Mit den Rädern rollt der Rubel

Inlineskater und Rollerfahrer haben sich zu den altbekannten Radlern gesellt. Das Geschäft mit kleinen Rädern boomt, doch das neue Nebeneinander auf den Straßen sorgt bislang noch für einige Verwirrung und Missverständnisse

von HOLGER KLEMM

Heinrich Schmidt läuft den Marathon auf Inlineskatern. Er ist 70. Für den Berlin-Marathon trieb es ihn zum ersten Mal in die Hauptstadt, auf Rollen steht er seit 65 Jahren. „Angefangen hat das Ganze in Kassel, wo wir als Kinder noch auf Eisenrollen umherrutschten.“

Jaja, jung ist, wer flott durchs Leben rollt. Und wer nicht mehr ganz jung ist, wird es wieder. Zwei Komponenten spielen dabei eine Rolle: der Sport an sich und die Markenartikel. Schrille Designs und Zubehör sind ein Jungbrunnen. Und die Palette an Zubehör wächst ständig. Mitte der Neunziger traten hauptsächlich Helm und diverse Gelenkschoner in Erscheinung – Thema Sicherheit.

Die nächste Generation an Accessoires beschritt die Ebene der Funktionalität. Da ging es um Rucksäcke, in denen man schlammige Inliner verstauen kann, ohne sich den Timer oder das Handy zu versauen. Jetzt ist die dritte Generation dran. Jetzt kommt alles auf den Markt, was es für Autos oder Fahrräder schon serienmäßig gibt.
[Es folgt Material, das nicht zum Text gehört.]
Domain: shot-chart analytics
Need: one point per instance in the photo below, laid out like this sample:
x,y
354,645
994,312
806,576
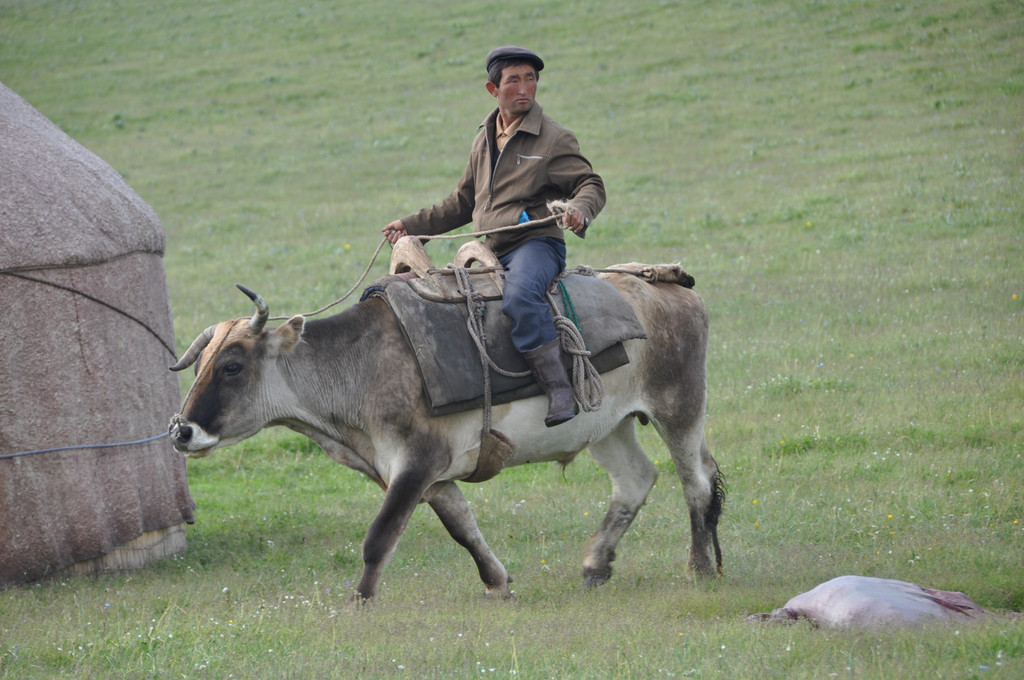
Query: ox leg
x,y
399,501
704,487
632,476
456,515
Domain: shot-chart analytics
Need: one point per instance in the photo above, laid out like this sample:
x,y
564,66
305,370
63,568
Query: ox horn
x,y
262,312
194,351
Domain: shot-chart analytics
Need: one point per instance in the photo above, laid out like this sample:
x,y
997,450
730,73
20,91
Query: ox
x,y
350,383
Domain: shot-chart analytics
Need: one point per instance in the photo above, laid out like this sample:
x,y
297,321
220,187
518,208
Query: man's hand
x,y
574,220
394,230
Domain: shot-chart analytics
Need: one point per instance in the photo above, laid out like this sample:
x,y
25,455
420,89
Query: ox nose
x,y
180,433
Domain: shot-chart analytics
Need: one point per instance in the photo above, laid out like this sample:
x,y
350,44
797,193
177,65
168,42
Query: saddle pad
x,y
450,362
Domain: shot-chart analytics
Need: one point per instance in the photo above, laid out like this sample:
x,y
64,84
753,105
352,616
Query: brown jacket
x,y
540,163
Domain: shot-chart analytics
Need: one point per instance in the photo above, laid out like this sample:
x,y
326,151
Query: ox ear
x,y
286,336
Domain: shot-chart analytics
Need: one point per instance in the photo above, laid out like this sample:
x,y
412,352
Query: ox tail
x,y
715,509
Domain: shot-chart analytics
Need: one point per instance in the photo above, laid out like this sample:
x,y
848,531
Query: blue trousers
x,y
528,271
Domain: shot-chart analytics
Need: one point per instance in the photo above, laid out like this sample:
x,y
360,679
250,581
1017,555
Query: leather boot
x,y
546,364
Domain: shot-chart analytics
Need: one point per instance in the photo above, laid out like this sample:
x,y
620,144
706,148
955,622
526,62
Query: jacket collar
x,y
530,124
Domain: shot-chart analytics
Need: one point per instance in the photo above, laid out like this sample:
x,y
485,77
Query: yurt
x,y
88,480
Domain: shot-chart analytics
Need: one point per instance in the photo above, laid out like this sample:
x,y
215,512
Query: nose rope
x,y
82,447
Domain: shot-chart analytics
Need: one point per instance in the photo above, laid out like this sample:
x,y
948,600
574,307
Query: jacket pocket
x,y
519,158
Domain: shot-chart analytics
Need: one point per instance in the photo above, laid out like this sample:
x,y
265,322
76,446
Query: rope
x,y
558,206
84,445
351,290
588,387
69,289
474,324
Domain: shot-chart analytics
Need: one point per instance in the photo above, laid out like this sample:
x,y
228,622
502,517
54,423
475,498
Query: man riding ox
x,y
520,161
351,383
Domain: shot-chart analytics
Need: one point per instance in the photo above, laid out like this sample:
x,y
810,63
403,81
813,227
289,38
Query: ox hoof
x,y
702,571
593,578
502,592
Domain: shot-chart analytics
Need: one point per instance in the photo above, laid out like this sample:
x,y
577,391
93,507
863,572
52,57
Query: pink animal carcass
x,y
852,601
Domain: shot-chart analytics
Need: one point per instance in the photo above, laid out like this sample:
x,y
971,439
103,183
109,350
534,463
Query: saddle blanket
x,y
450,360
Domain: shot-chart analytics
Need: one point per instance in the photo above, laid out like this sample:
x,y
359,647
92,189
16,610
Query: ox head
x,y
235,363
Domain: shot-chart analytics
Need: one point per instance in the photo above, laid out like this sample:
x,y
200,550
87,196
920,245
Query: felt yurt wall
x,y
86,337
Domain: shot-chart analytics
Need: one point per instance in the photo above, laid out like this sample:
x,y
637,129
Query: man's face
x,y
516,92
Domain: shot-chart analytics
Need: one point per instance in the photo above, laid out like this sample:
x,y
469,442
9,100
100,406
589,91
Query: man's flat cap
x,y
514,52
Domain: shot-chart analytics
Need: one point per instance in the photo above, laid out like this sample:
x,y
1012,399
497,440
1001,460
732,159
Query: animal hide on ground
x,y
866,602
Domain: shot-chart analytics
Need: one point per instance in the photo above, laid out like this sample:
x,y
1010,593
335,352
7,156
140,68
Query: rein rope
x,y
558,206
588,389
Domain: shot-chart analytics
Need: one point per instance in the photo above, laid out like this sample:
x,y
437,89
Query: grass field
x,y
845,182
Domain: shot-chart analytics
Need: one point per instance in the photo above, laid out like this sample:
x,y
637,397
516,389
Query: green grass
x,y
844,181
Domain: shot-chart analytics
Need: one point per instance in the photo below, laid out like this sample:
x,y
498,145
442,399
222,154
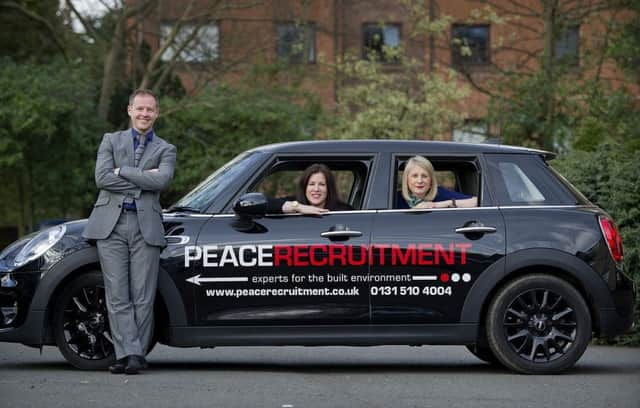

Tachometer zum Beispiel. Ein wahres Kunststück, heben doch die Räder beim Fahren immer wieder von der Straße ab, was eine exakte Messung eigentlich unmöglich macht. Oder Klingeln. Die heißen dann Skaterglocke und gehen als Armband durch. Wann kommt der Rückspiegel für Kickroller auf den Markt? Wann das fest installierte Ersatzrad am Heck des Skateboards?

Menschen kommen in Schwung. Und mit ihnen die Wirtschaft. Im vergangenen Jahr lag der Umsatz für Sport und Campingartikel bei 7,3 Milliarden Mark. Das sind knapp 6 Prozent Jahreszuwachs, pro Nase 90 Mark.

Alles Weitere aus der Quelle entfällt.